Abstract
Phylogenetic trees have been extensively used in community ecology.
However, how the phylogenetic reconstruction affects ecological
inferences is poorly understood. In this study, we reconstructed three
different types of phylogenetic trees (a synthetic-tree generated using
VPhylomaker, a barcode-tree generated using rbcL+matK+trnH-psbA and a
genome-tree generated from plastid genomes) that represented an
increasing level of phylogenetic resolution among 580 woody plant
species from six dynamic plots in subtropical evergreen broadleaved
forests of China. We then evaluated the performance of each phylogeny in
estimations of community phylogenetic structure, turnover and
phylogenetic signal in functional traits. As expected, the genome-tree
was most resolved and most supported for relationships among species.

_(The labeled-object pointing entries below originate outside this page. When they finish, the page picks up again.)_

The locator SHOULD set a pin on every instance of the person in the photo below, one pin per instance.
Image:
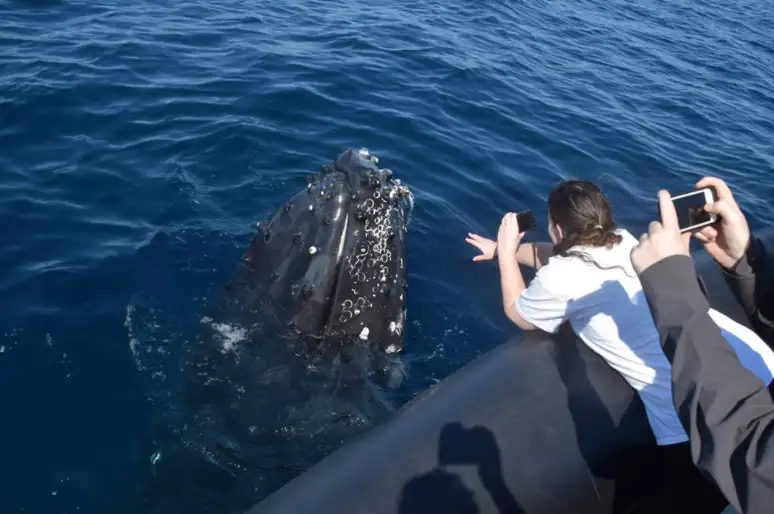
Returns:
(727, 410)
(585, 277)
(744, 259)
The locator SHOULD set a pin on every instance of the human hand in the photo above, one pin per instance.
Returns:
(728, 242)
(509, 237)
(486, 246)
(663, 238)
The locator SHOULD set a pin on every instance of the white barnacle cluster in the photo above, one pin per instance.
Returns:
(350, 309)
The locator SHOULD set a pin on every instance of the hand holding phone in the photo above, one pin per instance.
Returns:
(526, 221)
(689, 207)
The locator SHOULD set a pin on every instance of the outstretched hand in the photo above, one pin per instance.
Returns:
(663, 238)
(486, 246)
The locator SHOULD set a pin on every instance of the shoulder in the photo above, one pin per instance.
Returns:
(560, 275)
(627, 239)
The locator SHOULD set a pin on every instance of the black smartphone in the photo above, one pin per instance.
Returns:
(689, 207)
(526, 221)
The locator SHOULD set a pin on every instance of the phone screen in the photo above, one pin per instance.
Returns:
(690, 209)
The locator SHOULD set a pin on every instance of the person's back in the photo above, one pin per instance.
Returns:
(597, 291)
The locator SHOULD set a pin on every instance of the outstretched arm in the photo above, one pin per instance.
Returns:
(533, 255)
(726, 410)
(752, 282)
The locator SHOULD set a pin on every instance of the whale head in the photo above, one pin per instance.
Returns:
(331, 262)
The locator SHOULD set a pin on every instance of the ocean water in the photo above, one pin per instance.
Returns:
(141, 141)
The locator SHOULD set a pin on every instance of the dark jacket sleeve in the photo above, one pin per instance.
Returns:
(727, 411)
(752, 282)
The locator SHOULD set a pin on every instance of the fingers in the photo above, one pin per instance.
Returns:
(686, 237)
(722, 189)
(668, 214)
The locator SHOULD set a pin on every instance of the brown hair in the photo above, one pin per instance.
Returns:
(582, 211)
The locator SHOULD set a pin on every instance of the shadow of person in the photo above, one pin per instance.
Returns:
(443, 491)
(437, 491)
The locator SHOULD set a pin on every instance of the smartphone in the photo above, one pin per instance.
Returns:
(690, 211)
(526, 221)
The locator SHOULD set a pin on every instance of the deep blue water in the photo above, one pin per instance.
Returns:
(141, 141)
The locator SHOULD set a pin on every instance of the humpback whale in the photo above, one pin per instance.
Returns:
(331, 262)
(281, 371)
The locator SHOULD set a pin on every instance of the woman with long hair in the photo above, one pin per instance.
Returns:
(585, 277)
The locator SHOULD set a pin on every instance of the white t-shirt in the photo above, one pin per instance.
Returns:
(608, 310)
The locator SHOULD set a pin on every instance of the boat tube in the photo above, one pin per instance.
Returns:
(540, 424)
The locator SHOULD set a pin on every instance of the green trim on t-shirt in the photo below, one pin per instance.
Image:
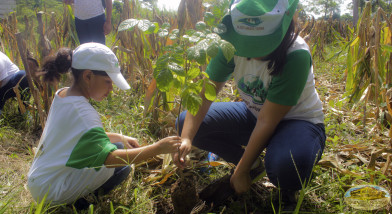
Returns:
(92, 150)
(219, 69)
(286, 88)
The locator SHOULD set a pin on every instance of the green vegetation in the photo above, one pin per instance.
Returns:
(160, 56)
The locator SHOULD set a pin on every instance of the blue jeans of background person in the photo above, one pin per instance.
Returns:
(227, 127)
(7, 92)
(91, 30)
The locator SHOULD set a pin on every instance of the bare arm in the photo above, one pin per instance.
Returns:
(191, 125)
(267, 120)
(121, 157)
(129, 142)
(107, 27)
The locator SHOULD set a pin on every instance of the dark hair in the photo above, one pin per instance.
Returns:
(278, 57)
(57, 64)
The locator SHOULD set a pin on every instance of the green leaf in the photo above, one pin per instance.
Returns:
(176, 68)
(201, 26)
(156, 27)
(194, 39)
(192, 102)
(213, 49)
(199, 34)
(201, 56)
(198, 54)
(166, 26)
(220, 28)
(203, 44)
(193, 73)
(227, 49)
(164, 78)
(210, 92)
(387, 48)
(209, 18)
(144, 25)
(213, 37)
(128, 24)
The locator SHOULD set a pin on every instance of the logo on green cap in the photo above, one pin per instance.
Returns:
(251, 22)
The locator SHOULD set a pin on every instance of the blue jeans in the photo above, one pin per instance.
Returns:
(91, 30)
(228, 126)
(7, 92)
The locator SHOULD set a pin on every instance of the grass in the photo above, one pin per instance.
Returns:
(350, 142)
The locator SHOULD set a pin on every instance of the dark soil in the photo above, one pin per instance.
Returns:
(183, 194)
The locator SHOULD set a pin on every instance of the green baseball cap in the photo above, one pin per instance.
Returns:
(257, 27)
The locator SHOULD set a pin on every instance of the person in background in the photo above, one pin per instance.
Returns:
(75, 156)
(281, 111)
(90, 21)
(10, 76)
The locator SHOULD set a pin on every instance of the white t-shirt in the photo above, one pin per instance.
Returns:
(7, 69)
(71, 153)
(87, 9)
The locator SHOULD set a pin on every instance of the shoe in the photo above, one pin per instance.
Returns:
(258, 172)
(211, 157)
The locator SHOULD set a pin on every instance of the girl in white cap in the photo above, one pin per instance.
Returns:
(281, 110)
(75, 155)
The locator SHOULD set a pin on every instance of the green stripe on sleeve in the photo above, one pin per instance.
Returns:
(92, 150)
(286, 88)
(219, 69)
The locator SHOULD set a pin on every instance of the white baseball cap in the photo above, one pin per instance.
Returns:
(96, 56)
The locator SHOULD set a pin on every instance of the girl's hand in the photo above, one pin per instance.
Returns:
(107, 27)
(168, 144)
(183, 151)
(131, 142)
(240, 181)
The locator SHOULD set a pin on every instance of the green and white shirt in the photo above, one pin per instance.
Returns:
(295, 86)
(71, 153)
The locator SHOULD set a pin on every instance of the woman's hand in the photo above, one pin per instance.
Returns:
(240, 181)
(130, 142)
(107, 27)
(183, 151)
(169, 144)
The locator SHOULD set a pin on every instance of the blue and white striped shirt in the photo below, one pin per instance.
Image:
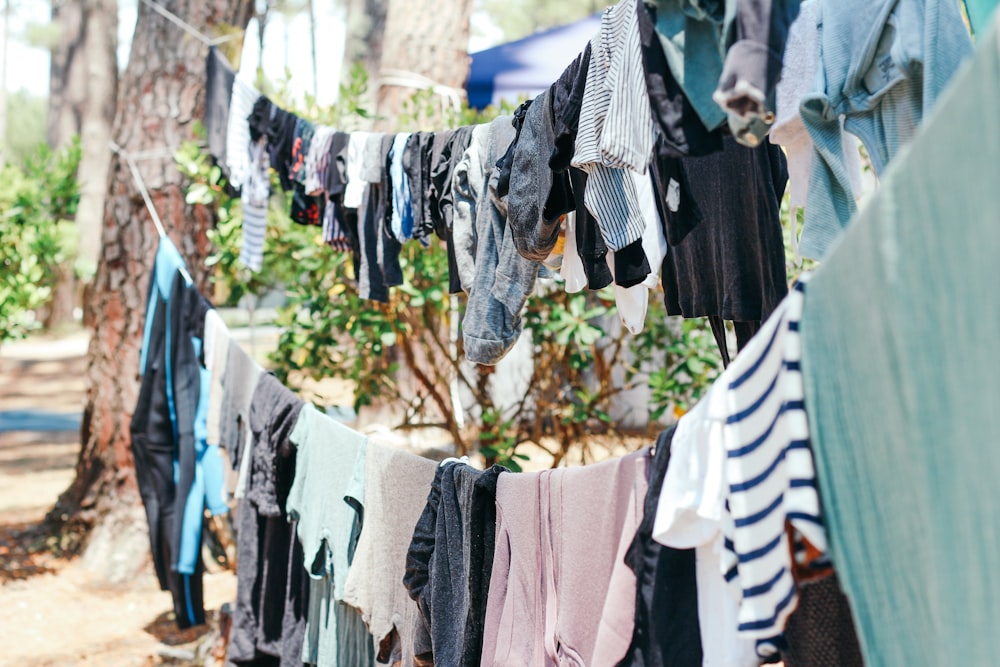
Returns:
(770, 474)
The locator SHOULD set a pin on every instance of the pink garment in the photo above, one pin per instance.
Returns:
(560, 592)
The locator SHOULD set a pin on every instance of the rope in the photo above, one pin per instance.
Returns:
(405, 79)
(140, 183)
(187, 27)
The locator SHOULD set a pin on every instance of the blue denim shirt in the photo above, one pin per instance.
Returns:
(718, 48)
(884, 63)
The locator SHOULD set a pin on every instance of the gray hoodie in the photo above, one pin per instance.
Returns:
(492, 322)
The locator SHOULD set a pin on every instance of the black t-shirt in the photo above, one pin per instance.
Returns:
(683, 132)
(732, 263)
(667, 632)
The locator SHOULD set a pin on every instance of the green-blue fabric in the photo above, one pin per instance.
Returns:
(979, 13)
(900, 332)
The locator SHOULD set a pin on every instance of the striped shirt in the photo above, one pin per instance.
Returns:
(238, 131)
(254, 197)
(616, 128)
(770, 474)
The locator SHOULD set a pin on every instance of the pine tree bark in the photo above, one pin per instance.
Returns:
(161, 96)
(83, 84)
(429, 38)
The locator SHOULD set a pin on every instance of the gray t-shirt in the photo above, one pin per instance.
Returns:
(328, 453)
(396, 488)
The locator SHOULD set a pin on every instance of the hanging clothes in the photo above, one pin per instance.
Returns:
(666, 632)
(897, 332)
(468, 181)
(681, 129)
(324, 501)
(219, 81)
(689, 514)
(401, 226)
(798, 76)
(727, 58)
(238, 383)
(610, 193)
(560, 592)
(731, 264)
(449, 563)
(395, 488)
(178, 474)
(492, 322)
(272, 586)
(883, 66)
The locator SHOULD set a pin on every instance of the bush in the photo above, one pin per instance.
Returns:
(37, 205)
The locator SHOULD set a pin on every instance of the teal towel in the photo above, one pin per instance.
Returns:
(900, 336)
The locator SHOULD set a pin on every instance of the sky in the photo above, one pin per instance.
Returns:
(285, 42)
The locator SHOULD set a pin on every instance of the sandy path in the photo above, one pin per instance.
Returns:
(51, 612)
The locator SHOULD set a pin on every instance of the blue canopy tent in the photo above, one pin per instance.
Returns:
(526, 67)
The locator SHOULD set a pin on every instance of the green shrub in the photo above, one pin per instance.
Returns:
(402, 353)
(37, 205)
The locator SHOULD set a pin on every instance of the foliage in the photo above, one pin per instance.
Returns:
(37, 205)
(407, 353)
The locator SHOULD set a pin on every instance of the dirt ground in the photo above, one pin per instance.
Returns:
(51, 611)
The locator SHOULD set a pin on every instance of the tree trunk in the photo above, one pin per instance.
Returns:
(83, 89)
(161, 96)
(83, 83)
(426, 38)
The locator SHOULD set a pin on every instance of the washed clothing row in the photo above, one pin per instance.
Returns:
(500, 197)
(353, 552)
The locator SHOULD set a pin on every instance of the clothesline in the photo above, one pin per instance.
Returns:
(187, 27)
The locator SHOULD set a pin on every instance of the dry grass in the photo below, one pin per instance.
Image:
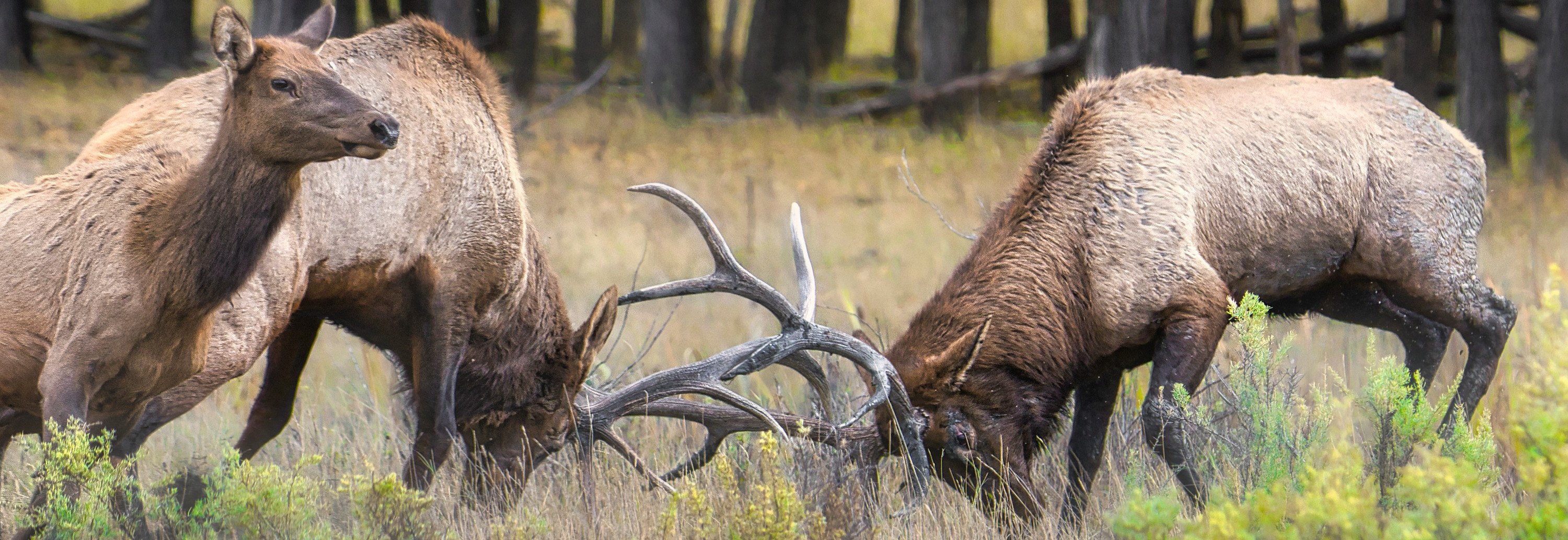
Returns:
(875, 248)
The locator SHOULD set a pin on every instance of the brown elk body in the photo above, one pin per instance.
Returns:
(115, 267)
(427, 253)
(1155, 198)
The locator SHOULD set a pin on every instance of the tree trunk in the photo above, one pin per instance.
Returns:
(977, 37)
(414, 7)
(16, 37)
(1059, 30)
(725, 76)
(1482, 87)
(675, 52)
(778, 60)
(943, 27)
(623, 29)
(1225, 38)
(347, 21)
(1332, 19)
(905, 60)
(457, 16)
(1418, 73)
(523, 44)
(587, 37)
(1550, 123)
(272, 18)
(170, 38)
(1394, 44)
(1128, 33)
(382, 13)
(1289, 51)
(830, 30)
(1180, 35)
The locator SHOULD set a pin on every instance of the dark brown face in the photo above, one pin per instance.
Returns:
(287, 106)
(981, 426)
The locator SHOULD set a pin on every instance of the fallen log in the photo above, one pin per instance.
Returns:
(1062, 57)
(85, 30)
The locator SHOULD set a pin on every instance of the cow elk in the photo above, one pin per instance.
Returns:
(115, 269)
(429, 255)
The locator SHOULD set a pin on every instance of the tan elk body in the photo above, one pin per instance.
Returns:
(115, 267)
(430, 244)
(1155, 198)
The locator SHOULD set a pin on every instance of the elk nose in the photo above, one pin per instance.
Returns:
(385, 131)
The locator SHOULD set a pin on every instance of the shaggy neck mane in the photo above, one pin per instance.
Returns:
(211, 226)
(526, 354)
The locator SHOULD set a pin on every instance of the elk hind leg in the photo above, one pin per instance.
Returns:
(273, 407)
(1365, 304)
(1181, 357)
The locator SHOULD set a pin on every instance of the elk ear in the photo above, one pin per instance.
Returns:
(231, 40)
(596, 330)
(952, 366)
(316, 29)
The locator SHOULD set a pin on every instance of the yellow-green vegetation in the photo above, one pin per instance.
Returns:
(1294, 439)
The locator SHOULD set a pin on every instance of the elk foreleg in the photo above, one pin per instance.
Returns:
(440, 344)
(273, 406)
(1092, 406)
(1183, 355)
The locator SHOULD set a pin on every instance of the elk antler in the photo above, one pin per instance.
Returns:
(653, 396)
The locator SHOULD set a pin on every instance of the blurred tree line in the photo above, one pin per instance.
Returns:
(941, 57)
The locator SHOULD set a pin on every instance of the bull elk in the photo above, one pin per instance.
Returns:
(429, 253)
(1155, 198)
(115, 269)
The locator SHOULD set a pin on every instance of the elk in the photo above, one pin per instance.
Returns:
(118, 267)
(1126, 237)
(427, 253)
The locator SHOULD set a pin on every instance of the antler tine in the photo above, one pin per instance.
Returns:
(728, 274)
(803, 274)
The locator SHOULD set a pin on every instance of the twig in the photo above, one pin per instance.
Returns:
(582, 88)
(908, 184)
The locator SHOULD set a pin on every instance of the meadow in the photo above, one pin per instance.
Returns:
(1307, 439)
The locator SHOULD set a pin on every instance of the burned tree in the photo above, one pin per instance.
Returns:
(170, 38)
(1550, 124)
(1225, 38)
(675, 52)
(949, 49)
(1482, 85)
(1059, 30)
(587, 37)
(780, 60)
(16, 38)
(521, 19)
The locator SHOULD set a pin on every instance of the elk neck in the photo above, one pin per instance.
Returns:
(212, 226)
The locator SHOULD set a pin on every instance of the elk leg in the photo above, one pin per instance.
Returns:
(1479, 315)
(1365, 304)
(1183, 355)
(273, 406)
(438, 348)
(1092, 406)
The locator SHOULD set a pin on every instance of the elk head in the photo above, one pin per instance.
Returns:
(284, 104)
(507, 446)
(982, 423)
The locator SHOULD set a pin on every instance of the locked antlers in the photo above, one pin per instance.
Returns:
(797, 335)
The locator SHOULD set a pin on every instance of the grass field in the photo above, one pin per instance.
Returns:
(877, 250)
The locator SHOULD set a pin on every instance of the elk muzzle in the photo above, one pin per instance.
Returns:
(378, 137)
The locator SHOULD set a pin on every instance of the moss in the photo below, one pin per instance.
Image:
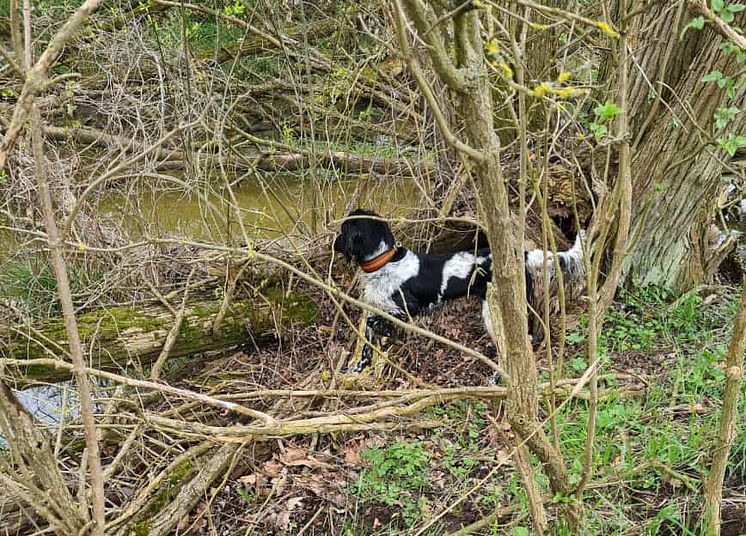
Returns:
(140, 529)
(165, 495)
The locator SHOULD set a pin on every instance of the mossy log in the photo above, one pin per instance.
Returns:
(120, 338)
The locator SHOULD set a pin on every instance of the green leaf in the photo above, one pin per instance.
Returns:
(605, 112)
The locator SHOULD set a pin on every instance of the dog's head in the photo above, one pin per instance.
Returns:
(363, 236)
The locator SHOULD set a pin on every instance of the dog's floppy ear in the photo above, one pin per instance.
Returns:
(349, 242)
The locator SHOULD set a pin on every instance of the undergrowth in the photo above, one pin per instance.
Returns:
(651, 452)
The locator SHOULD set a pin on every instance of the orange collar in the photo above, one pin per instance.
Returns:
(378, 263)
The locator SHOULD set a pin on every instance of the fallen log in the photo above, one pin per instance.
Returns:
(124, 338)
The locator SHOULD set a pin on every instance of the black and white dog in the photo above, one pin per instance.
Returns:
(405, 283)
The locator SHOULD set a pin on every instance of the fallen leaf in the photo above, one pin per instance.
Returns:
(248, 480)
(272, 468)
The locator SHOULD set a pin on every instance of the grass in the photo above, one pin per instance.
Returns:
(651, 453)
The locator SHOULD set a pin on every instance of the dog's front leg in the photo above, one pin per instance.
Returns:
(375, 328)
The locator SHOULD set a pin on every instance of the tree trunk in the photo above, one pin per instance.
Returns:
(117, 337)
(676, 179)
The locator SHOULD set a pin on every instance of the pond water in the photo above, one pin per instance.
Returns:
(282, 206)
(269, 209)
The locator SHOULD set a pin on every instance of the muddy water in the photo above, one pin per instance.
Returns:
(268, 209)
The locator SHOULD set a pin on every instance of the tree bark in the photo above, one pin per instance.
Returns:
(713, 488)
(118, 337)
(676, 168)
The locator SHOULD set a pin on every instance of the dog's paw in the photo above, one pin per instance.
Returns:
(366, 358)
(495, 378)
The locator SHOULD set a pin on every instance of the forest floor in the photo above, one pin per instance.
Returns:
(661, 381)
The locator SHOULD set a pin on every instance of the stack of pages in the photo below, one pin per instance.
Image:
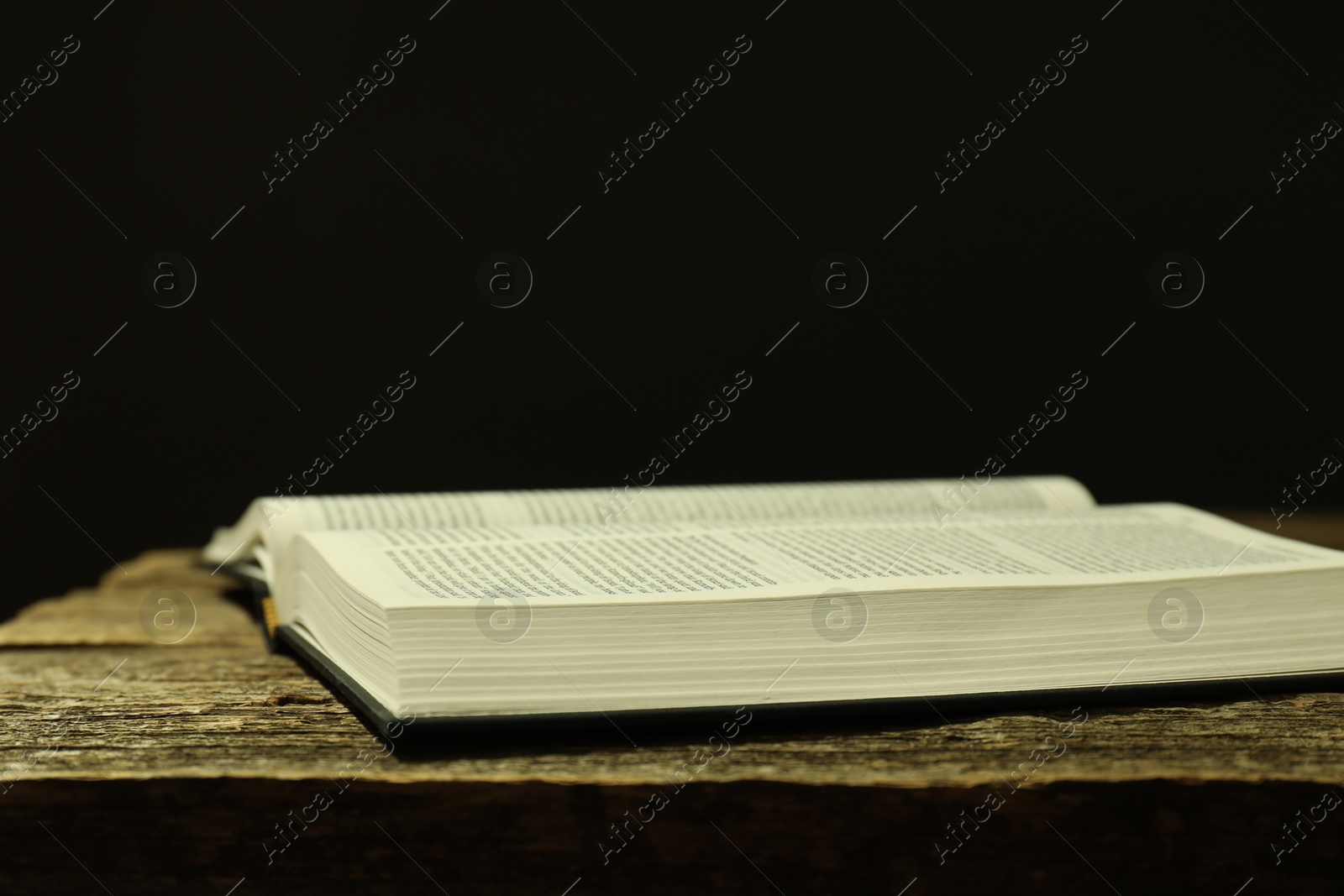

For local phylogenetic structure, the three trees showed consistent
results with Faith’s PD and MPD; however, only the synthetic-tree
produced significant clustering patterns using MNTD for some plots. For
phylogenetic turnover, contrasting results between the molecular trees
and the synthetic-tree occurred only with nearest neighbor distance. The
barcode-tree agreed more with the genome-tree than the synthetic-tree
for both phylogenetic structure and turnover. For functional traits,
both the barcode-tree and genome-tree detected phylogenetic signal in
maximum height, but only the genome-tree detected signal in leaf width.
This is the first study that uses plastid genomes in large-scale
community phylogenetics. Our results highlight the outperformance of
genome-trees over barcode-trees and synthetic-trees for the analyses
studied here. Our results also point to the possibility of Type I and II
errors in estimation of phylogenetic structure and turnover and
detection of phylogenetic signal when using synthetic-trees.